Et puis, les serveurs proxys de Cloudflare ne sont pas tous identiques. Certains étaient équipés de la nouvelle version du système, d’autres de l’ancienne. Sur l’ancienne, pas d’erreur HTTP 5xx bloquant les utilisateurs, mais des métriques faussées par l’absence d’un fichier de règles et qui préviennent les services d’origine de bloquer tout le trafic à cause d’une suspicion par défaut de cyberattaque. C’est-à-dire qu’il a fallu aussi que Cloudflare appelle ses clients pour leur demander de redémarrer leurs serveurs.
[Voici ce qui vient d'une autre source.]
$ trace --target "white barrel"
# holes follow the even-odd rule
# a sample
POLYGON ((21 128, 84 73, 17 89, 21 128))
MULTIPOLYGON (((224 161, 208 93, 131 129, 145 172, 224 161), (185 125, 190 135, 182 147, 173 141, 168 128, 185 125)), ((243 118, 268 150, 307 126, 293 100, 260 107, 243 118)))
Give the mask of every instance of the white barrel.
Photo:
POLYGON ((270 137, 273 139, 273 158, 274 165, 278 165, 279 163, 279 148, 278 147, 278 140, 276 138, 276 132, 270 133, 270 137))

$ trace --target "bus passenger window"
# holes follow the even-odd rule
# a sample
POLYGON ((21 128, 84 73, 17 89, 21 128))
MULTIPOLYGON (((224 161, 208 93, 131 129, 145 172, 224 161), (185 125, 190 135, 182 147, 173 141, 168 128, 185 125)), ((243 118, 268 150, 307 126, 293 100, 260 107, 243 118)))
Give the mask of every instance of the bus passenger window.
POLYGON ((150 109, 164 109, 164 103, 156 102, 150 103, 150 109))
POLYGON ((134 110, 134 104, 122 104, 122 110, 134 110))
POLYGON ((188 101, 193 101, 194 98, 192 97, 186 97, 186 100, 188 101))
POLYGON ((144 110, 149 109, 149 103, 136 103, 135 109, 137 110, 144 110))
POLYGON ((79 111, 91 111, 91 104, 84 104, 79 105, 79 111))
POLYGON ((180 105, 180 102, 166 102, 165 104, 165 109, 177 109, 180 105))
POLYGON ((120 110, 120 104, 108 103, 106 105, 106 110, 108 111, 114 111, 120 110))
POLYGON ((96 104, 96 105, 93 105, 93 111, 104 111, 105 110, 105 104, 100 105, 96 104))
Pour l’avenir, Cloudflare entend prendre des mesures contre un tel incident. En substance, les proxys n’accepteront plus aussi facilement de remplacer leur ancien fichier de règles par un nouveau.

« Une panne comme aujourd'hui est inacceptable. Nous avons conçu nos systèmes pour qu'ils soient très résistants aux pannes, afin de garantir que le trafic continuera toujours à circuler. Lorsque nous avons eu des pannes dans le passé, cela nous a toujours amenés à construire de nouveaux systèmes plus résilients », conclut le billet de blog.